In the past 10 years, photoredox catalysis has become a widely accepted, powerful tool for organic synthesis. With the development of transition-metal/photoredox dual catalysis, many unprecedented, previously infeasible cross-coupling reactions have become possible. Metallaphotocatalysis, which takes advantage of the synergistic effects of combining photocatalysis and transition-metal catalysis, has strongly influenced the development of organic chemistry. It is worth noting that photocatalysts can generate free radicals and regulate the oxidation state of metal catalysts, abilities that have greatly expanded the range of electrophilic and nucleophilic reagents that can be used in cross-coupling reactions. Early in the development of photocatalysts, they were used for single electron transfer processes involving substrates containing redox agents, ensuring critical mesolytic fragmentation to provide shell-opening intermediates. Then, the free radical can be intercepted by a transition-metal catalyst and coupled with a suitable electrophilic reagent to form a C(sp³)–C(sp²) bond. In the past few years, chemists have devoted attention to olefin bifunctionalization through metal/photoredox dual catalysis and have developed many methods for intermolecular carboarylation of olefins. Although excellent methods for transition-metal/photoredox synergistic catalysis have been developed, the need for additional free-radical precursors and methods for their activation remains a driving force for research in this field.

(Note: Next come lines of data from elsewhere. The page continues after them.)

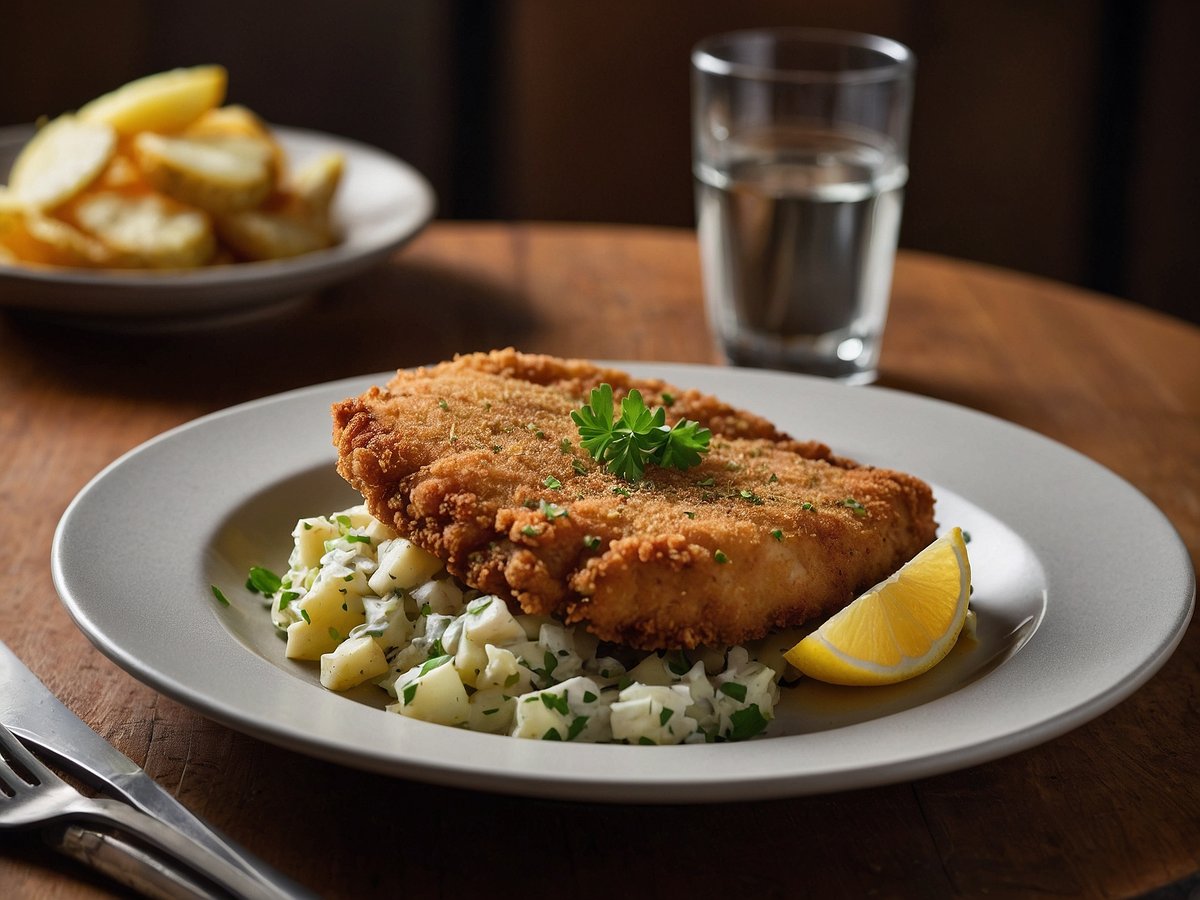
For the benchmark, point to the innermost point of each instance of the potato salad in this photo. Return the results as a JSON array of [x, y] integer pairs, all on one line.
[[371, 606]]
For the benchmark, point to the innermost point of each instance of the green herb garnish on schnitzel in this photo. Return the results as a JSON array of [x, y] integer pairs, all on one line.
[[639, 438]]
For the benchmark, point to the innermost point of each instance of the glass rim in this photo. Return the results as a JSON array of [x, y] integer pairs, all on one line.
[[898, 59]]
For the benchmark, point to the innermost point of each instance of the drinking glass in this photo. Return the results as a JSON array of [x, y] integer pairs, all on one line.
[[799, 155]]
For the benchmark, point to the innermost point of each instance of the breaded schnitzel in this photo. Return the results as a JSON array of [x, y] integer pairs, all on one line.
[[478, 461]]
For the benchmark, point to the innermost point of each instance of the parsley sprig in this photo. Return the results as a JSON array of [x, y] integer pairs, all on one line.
[[639, 438]]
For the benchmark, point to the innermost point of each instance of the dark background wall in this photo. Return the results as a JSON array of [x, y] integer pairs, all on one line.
[[1056, 137]]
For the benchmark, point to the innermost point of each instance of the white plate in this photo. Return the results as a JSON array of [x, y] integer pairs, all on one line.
[[1081, 587], [379, 204]]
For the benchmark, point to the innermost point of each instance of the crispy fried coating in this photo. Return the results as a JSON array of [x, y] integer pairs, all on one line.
[[479, 462]]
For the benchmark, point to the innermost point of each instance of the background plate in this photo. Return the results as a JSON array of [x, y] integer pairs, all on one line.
[[379, 204], [1078, 606]]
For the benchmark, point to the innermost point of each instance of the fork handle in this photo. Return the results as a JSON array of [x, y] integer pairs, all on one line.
[[126, 864], [195, 857]]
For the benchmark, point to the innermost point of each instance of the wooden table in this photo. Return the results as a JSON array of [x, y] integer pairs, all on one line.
[[1111, 809]]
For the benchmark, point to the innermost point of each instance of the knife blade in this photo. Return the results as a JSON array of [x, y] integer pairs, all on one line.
[[31, 712]]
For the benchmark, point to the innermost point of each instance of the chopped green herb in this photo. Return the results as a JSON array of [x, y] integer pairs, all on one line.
[[431, 664], [639, 437], [733, 689], [747, 723], [263, 581]]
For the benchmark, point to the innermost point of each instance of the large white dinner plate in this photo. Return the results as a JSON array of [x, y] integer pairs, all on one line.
[[379, 204], [1081, 589]]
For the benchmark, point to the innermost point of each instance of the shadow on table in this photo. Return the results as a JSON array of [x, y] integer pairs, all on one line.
[[393, 317]]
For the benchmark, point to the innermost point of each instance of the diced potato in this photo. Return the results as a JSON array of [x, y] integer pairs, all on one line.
[[504, 671], [469, 660], [162, 102], [149, 232], [435, 696], [310, 535], [221, 174], [539, 721], [489, 621], [327, 618], [353, 663], [402, 567], [61, 160], [443, 597], [652, 713]]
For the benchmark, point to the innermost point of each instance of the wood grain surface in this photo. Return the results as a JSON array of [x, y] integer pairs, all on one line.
[[1111, 809]]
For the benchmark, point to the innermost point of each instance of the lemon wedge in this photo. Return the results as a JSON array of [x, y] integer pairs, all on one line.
[[898, 629], [162, 102]]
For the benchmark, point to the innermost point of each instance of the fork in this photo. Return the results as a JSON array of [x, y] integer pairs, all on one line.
[[33, 796]]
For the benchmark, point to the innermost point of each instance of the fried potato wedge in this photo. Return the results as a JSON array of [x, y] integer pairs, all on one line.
[[315, 184], [63, 159], [259, 235], [148, 232], [162, 102], [238, 121], [33, 237], [217, 173]]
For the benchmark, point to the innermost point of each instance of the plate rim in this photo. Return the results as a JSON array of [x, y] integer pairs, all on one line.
[[508, 766]]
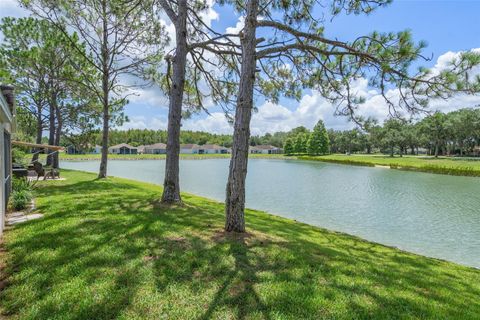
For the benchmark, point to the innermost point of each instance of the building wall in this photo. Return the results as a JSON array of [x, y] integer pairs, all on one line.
[[189, 151]]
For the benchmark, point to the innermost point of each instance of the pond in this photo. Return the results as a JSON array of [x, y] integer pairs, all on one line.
[[433, 215]]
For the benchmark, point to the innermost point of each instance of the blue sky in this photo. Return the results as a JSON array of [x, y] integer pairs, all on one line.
[[447, 26]]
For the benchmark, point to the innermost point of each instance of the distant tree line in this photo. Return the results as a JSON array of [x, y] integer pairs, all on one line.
[[453, 133]]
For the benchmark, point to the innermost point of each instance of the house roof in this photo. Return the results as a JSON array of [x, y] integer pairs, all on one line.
[[122, 145], [35, 145], [264, 147], [213, 147], [156, 146]]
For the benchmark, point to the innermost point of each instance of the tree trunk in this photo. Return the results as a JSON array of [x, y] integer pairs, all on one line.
[[105, 91], [58, 134], [51, 135], [235, 193], [171, 184], [38, 139]]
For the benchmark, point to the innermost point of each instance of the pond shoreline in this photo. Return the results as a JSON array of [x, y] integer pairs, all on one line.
[[139, 250]]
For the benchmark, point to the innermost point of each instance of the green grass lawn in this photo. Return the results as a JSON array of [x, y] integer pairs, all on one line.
[[106, 249], [442, 165]]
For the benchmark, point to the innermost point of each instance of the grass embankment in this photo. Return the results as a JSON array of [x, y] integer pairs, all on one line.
[[441, 165], [106, 250]]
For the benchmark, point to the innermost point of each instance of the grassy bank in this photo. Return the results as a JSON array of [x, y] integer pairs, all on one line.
[[77, 157], [441, 165], [106, 249]]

Recently, Qingmin Wang’s group have developed a method for deboronative cross-coupling reactions of alkyl boronic acids by means of photoredox/nickel dual catalysis. We reduced the oxidation potential of the alkyl boronic acids by generating alkyl boronic acid–K₃PO₄ complexes; this obviated the need for additional reaction components, high reaction temperatures, and expensive catalysts, which limit the utility of previously reported approaches. The method can synthesize compounds with quaternary carbon centers, and when introducing a chiral ligand, it was able to synthesize chiral α-aryl carbonyl compounds. The method demonstrated strong functional group tolerance, and the fact that the synthesis of the alkyl boronic acid substrates is straightforward makes our method ideal for functionalizing biologically relevant alkyl substrates for medicinal chemistry and total synthesis applications. Relevant achievements were published in Chinese Chem. Lett., 2025. DOI: 10.1016/j.cclet.2025.111053.